Phase 3 – Structured Spec Graph (Long-Term)

  1. Define stable requirement IDs.
    • Embed Requirement ID: <uuid> markers in specs so renames and moves are trackable.
    • This enables future features like cross-capability references and better diff visualizations.
  2. Model spec edits as operations over an AST.
    • Build an intermediate representation (IR) for requirements/scenarios/metadata.
    • Use operational transforms or CRDT-like techniques to guarantee merge associativity.
  3. Integrate with Git directly.
    • Offer optional openspec branch scaffolding that aligns spec changes with Git branches, letting teams leverage Git’s conflict editor for the markdown IR.

Outcome: OpenSpec graduates from replace-based updates to a resilient, intent-preserving spec management platform.

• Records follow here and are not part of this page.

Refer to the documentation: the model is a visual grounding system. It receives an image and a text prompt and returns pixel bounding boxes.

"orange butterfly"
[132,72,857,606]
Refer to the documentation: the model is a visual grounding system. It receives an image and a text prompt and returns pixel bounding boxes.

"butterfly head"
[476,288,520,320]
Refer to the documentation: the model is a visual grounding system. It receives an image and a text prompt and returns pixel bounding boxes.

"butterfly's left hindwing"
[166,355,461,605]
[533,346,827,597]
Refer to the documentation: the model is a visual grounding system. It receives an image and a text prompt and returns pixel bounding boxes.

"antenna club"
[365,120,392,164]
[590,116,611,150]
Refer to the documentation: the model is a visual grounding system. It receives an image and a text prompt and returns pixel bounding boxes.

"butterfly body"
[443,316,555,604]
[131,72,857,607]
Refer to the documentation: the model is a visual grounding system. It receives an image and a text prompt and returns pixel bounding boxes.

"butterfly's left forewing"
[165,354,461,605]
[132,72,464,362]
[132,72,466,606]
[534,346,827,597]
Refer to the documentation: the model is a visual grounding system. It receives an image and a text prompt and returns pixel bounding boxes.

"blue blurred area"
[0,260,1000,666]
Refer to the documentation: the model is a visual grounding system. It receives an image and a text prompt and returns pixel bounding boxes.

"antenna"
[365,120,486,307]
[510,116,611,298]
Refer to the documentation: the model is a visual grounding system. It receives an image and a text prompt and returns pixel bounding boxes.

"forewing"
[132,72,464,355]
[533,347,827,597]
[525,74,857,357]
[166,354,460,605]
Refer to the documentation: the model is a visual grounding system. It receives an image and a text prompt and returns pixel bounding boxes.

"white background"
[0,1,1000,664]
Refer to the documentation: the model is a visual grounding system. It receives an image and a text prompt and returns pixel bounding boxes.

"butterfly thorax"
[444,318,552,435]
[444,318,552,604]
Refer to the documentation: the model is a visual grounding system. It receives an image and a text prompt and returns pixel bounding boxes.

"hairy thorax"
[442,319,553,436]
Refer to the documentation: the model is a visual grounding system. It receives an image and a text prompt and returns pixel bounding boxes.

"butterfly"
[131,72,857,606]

Migration & Product Impacts

  • Backfill metadata: add hashes for all active changes and the current main specs during the initial rollout.
  • CLI UX: new commands (change sync, enhanced archive) require documentation, help text, and release notes.
  • Docs & AGENTS updates: reinforce the rebase workflow and explain conflict resolution to AI assistants.
  • Testing: introduce fixtures covering divergent requirement fingerprints and merge resolution logic.
  • Telemetry (optional): log fingerprint mismatches so we can see how often teams hit conflicts after the rollout.

Open Questions / Risks

  • How should we order scenarios when multiple changes insert at different points? (Consider optional position metadata or deterministic alphabetical fallbacks.)
  • What is the graceful failure mode if contributors delete the meta.json file? (CLI should recreate fingerprints on demand.)
  • Do we need to support offline authors who cannot easily re-run the sync command before archiving? (Potential --accept-outdated escape hatch for emergencies.)
  • How will archived historical changes be handled? We may need a migration script to embed fingerprints retroactively so re-validation succeeds.

Immediate Next Steps

  1. Prototype fingerprint capture during openspec change validate and block archive on mismatches.
  2. Ship openspec change sync with line-based diff3 merging and conflict markers.
  3. Update contributor docs and AI instructions to mandate running sync before archiving.
  4. Plan the scenario-level delta extension and migration path as a follow-up RFC.